Moz @ 483 just rich fucks with aeroplanes. Shame on you - what about the ordinary folks riding as passengers in those aeroplanes?
ondaiwai SPOT ON. It's old-fashione COLONIALISM ... but, of course, ONLY the evil pink ( "white" ) people do that, right? /RANT "on": Same as slave-trading was never ever done by the people in Africa, selling off their defeated rivals to the Europeans ... & of course the Arabs ( not being pink ) never ever participated in slave-trading, did they? Smae as someone last week or so, refused a "gong" because the Brit Empire was "evil" - did he say anything about the way the Han are treating the Uighurs ... of course not. Lets's all dump on what people did in the past & have stopped doing, rather than address today's problems, because that might be too difficult. /RANT "off" Note ... continuing what was an evil policy in the past should, of course get you demerits ...yes, US southern states, I'm looking at you.
Decades ago, when I worked for BNR in Ottawa, we were told that one reason we didn't need a union was that the company got together with other tech companies in the area and shared position/salary data so that they could be certain that they were paying competitive wages.

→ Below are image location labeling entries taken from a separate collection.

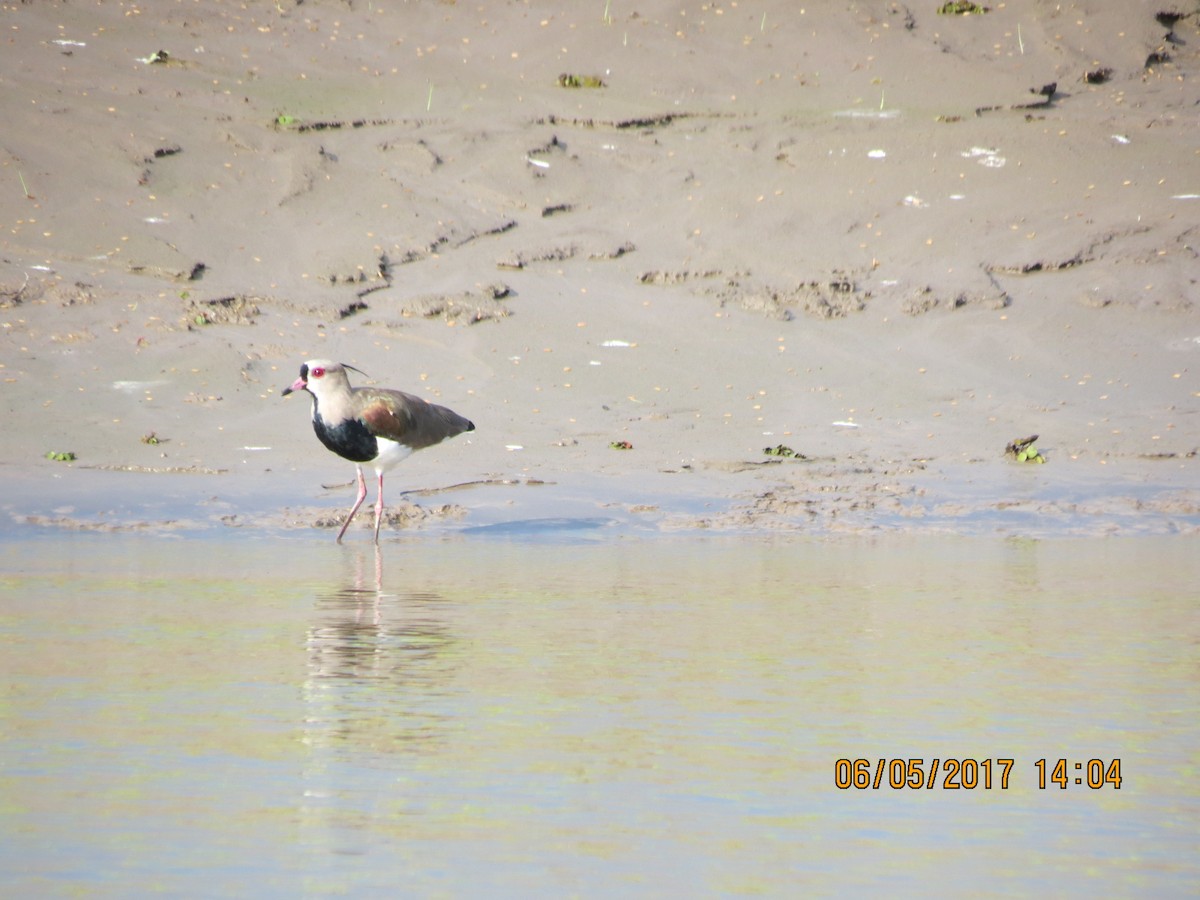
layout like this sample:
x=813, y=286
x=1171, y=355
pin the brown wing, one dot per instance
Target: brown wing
x=407, y=419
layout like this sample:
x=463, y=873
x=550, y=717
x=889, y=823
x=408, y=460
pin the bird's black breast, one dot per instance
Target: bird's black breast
x=349, y=438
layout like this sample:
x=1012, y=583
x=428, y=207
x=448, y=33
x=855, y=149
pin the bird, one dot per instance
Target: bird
x=371, y=425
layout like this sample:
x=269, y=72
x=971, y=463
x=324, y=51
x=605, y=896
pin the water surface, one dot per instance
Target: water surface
x=511, y=715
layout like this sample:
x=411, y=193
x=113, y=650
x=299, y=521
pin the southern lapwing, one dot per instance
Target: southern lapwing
x=371, y=425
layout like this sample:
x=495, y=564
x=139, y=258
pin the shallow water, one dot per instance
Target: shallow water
x=517, y=717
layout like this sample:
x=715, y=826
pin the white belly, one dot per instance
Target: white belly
x=391, y=454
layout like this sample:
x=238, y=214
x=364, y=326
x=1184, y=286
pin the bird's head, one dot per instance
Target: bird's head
x=319, y=376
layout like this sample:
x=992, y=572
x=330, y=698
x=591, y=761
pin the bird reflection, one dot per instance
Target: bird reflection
x=379, y=665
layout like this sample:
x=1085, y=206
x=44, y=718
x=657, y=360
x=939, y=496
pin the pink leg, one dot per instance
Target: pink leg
x=378, y=507
x=363, y=493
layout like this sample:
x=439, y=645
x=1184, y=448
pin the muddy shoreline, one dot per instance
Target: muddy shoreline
x=750, y=231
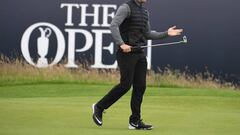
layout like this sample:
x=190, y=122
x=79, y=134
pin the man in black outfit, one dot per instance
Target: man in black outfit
x=131, y=28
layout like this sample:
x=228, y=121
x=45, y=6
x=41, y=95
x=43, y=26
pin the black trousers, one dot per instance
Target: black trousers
x=133, y=68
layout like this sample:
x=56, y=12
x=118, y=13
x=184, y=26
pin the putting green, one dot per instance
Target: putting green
x=65, y=109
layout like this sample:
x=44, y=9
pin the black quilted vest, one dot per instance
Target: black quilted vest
x=135, y=26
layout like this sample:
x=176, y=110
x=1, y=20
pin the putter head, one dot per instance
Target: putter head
x=185, y=39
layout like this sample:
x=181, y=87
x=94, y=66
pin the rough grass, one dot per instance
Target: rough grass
x=18, y=71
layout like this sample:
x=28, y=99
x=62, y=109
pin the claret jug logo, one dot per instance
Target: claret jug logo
x=44, y=33
x=43, y=44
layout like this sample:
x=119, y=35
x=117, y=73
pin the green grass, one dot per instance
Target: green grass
x=65, y=109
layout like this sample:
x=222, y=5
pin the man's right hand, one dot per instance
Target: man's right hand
x=125, y=48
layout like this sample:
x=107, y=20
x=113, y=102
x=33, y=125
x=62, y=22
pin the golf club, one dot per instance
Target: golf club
x=184, y=41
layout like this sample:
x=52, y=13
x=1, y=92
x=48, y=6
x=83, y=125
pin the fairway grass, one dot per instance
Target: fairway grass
x=65, y=109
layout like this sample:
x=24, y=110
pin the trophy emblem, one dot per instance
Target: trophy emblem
x=42, y=46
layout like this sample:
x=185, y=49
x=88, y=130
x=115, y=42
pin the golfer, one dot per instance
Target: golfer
x=131, y=28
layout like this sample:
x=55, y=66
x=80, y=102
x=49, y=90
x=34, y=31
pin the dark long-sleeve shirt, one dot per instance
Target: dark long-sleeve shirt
x=124, y=12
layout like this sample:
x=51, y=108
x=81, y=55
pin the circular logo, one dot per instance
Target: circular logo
x=43, y=44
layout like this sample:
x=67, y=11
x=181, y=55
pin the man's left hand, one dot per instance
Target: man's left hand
x=174, y=32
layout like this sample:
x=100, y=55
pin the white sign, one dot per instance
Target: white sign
x=93, y=37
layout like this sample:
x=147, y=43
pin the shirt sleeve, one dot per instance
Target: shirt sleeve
x=122, y=13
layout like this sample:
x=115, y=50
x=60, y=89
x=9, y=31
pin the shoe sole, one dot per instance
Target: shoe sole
x=96, y=121
x=134, y=128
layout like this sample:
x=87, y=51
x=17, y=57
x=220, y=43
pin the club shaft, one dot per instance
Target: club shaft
x=164, y=44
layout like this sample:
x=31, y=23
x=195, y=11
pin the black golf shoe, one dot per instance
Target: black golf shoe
x=139, y=125
x=97, y=115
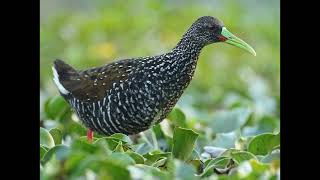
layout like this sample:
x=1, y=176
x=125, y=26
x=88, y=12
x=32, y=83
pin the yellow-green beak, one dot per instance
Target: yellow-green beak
x=229, y=38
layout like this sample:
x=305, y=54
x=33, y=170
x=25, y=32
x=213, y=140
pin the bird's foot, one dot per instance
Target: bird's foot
x=90, y=135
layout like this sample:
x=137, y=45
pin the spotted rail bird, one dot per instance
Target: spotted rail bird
x=131, y=95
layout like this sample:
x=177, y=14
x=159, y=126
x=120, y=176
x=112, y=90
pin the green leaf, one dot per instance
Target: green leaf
x=210, y=164
x=264, y=143
x=84, y=145
x=112, y=142
x=177, y=117
x=59, y=151
x=144, y=172
x=120, y=159
x=225, y=140
x=227, y=121
x=119, y=147
x=136, y=157
x=154, y=156
x=43, y=151
x=122, y=137
x=160, y=162
x=56, y=107
x=238, y=156
x=184, y=171
x=46, y=138
x=183, y=143
x=56, y=135
x=274, y=156
x=143, y=148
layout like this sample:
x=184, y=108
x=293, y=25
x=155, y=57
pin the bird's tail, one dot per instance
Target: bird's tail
x=65, y=77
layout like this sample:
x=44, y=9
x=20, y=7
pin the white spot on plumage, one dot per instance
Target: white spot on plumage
x=57, y=82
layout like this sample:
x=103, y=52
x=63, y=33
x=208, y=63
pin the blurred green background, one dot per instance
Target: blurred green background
x=233, y=99
x=92, y=33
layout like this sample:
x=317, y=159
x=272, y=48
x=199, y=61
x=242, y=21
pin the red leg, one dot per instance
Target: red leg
x=90, y=135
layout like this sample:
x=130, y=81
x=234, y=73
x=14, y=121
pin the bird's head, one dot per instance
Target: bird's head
x=207, y=30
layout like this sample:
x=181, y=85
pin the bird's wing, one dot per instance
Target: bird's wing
x=93, y=84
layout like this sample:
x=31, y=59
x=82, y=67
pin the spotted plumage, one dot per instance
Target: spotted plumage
x=131, y=95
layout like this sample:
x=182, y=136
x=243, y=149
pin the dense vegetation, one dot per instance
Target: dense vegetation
x=226, y=125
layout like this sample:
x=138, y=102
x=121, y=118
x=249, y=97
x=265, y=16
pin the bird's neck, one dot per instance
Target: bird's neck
x=186, y=54
x=182, y=61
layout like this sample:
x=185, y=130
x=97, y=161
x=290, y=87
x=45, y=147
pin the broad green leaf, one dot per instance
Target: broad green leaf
x=143, y=148
x=214, y=151
x=120, y=159
x=77, y=128
x=112, y=167
x=225, y=140
x=183, y=143
x=122, y=137
x=238, y=156
x=56, y=135
x=144, y=172
x=119, y=147
x=46, y=138
x=198, y=165
x=112, y=142
x=227, y=121
x=84, y=145
x=113, y=171
x=59, y=151
x=271, y=157
x=184, y=171
x=177, y=117
x=210, y=164
x=252, y=170
x=154, y=156
x=264, y=143
x=136, y=157
x=55, y=107
x=160, y=162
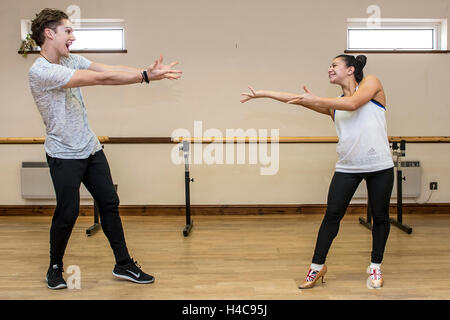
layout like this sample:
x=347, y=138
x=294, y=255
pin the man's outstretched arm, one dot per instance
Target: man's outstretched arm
x=101, y=74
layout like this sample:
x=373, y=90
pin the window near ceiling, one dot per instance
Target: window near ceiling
x=397, y=35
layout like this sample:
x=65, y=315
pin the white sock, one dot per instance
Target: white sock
x=375, y=265
x=316, y=267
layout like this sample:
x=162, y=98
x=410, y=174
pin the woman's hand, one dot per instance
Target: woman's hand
x=306, y=99
x=250, y=95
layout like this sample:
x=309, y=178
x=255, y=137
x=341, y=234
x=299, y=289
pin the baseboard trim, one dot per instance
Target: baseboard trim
x=262, y=209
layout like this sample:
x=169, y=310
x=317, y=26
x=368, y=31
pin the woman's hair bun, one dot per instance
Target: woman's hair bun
x=362, y=59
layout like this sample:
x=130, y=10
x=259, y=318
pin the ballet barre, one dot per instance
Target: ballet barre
x=184, y=143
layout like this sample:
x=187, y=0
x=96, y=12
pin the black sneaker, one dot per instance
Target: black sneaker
x=132, y=272
x=54, y=277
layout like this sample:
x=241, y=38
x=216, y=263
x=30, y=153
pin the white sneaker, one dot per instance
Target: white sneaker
x=375, y=280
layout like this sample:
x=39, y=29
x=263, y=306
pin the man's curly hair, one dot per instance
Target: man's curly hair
x=47, y=18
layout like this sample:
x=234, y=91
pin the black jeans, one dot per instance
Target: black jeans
x=342, y=189
x=94, y=172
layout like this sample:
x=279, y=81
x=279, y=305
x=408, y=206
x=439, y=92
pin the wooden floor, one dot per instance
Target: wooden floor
x=229, y=257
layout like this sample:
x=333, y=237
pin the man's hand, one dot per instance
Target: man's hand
x=159, y=71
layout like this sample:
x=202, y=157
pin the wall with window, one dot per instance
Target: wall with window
x=222, y=47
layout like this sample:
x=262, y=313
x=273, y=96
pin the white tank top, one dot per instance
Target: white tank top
x=363, y=143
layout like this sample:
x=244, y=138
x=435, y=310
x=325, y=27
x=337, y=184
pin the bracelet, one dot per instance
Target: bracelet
x=145, y=77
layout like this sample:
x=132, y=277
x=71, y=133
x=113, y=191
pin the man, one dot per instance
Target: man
x=74, y=153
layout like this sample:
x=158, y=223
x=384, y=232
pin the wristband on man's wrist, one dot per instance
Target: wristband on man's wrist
x=145, y=77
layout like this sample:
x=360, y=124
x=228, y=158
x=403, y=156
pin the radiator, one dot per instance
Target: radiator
x=411, y=185
x=36, y=182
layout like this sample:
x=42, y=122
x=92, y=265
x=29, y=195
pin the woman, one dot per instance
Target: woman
x=363, y=151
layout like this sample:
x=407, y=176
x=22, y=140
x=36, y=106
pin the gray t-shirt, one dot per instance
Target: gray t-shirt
x=68, y=135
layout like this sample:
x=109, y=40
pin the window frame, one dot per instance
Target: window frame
x=86, y=24
x=439, y=27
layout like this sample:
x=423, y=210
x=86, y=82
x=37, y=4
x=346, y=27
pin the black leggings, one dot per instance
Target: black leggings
x=342, y=189
x=94, y=173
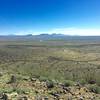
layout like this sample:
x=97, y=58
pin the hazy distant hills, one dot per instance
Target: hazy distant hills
x=43, y=37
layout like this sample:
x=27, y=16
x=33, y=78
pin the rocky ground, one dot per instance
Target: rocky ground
x=26, y=88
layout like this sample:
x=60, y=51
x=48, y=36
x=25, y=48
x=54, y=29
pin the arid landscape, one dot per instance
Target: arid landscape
x=50, y=69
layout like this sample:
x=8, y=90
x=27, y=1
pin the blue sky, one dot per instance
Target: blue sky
x=74, y=17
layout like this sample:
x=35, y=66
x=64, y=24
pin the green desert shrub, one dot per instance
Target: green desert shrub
x=68, y=83
x=94, y=88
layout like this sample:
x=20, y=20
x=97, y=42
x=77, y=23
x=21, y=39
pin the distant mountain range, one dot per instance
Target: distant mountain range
x=43, y=37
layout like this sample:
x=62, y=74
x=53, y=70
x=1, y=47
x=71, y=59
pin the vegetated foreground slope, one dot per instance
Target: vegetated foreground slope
x=50, y=69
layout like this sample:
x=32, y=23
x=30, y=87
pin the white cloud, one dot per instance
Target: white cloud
x=76, y=31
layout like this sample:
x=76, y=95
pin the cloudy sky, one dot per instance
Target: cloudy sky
x=70, y=17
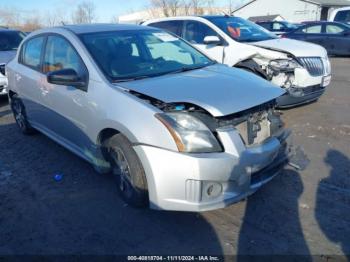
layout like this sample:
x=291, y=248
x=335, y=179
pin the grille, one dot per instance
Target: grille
x=2, y=69
x=314, y=65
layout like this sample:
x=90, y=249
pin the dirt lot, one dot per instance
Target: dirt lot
x=297, y=213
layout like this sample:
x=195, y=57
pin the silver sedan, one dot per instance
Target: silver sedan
x=177, y=130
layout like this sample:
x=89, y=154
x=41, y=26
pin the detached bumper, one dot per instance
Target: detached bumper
x=201, y=182
x=300, y=96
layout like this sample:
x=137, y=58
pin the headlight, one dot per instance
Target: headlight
x=284, y=65
x=189, y=133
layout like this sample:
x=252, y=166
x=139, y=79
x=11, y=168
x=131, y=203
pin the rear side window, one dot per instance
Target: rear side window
x=195, y=32
x=266, y=25
x=278, y=26
x=31, y=52
x=334, y=29
x=174, y=27
x=10, y=40
x=60, y=54
x=343, y=16
x=314, y=29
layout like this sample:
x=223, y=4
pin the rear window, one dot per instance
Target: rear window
x=10, y=40
x=343, y=16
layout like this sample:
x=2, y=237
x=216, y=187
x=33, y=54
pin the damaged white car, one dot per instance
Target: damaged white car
x=302, y=69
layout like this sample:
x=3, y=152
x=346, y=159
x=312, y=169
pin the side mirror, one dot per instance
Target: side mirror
x=66, y=77
x=212, y=40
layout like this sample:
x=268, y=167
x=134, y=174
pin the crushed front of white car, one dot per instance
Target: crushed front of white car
x=302, y=69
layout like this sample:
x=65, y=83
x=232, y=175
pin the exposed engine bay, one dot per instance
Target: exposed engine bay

I saw this gem earlier today: "Unions are like condoms. If someone is trying hard to convince you that you don't need one, then you really need one."
Yes Greg, sending people fleeing the consequences of a colonial entanglement into an active warzone - with a smaller population than their source - sounds like a great solution. Really compassionate. Extremely useful. Not imperialist bollocks at all.
Jesus Christ.
I figured (at the time) that we should be giving them UK passports with residence rights — and financial aid if they wanted to settle in Liverpool (which at the time was a basket case) and other depressed northern cities.
No civil war, but jump-start urban regeneration: if Thatcher had been serious about business (rather than nationalist xenophobia) it might even have been workable.
Charlie YES No civil war, but jump-start urban regeneration And NI was even more of a basket economic case - still is, mostly. NOT heleped by continuiong religious bollocks. The case of Wrightbus makes you want to weep.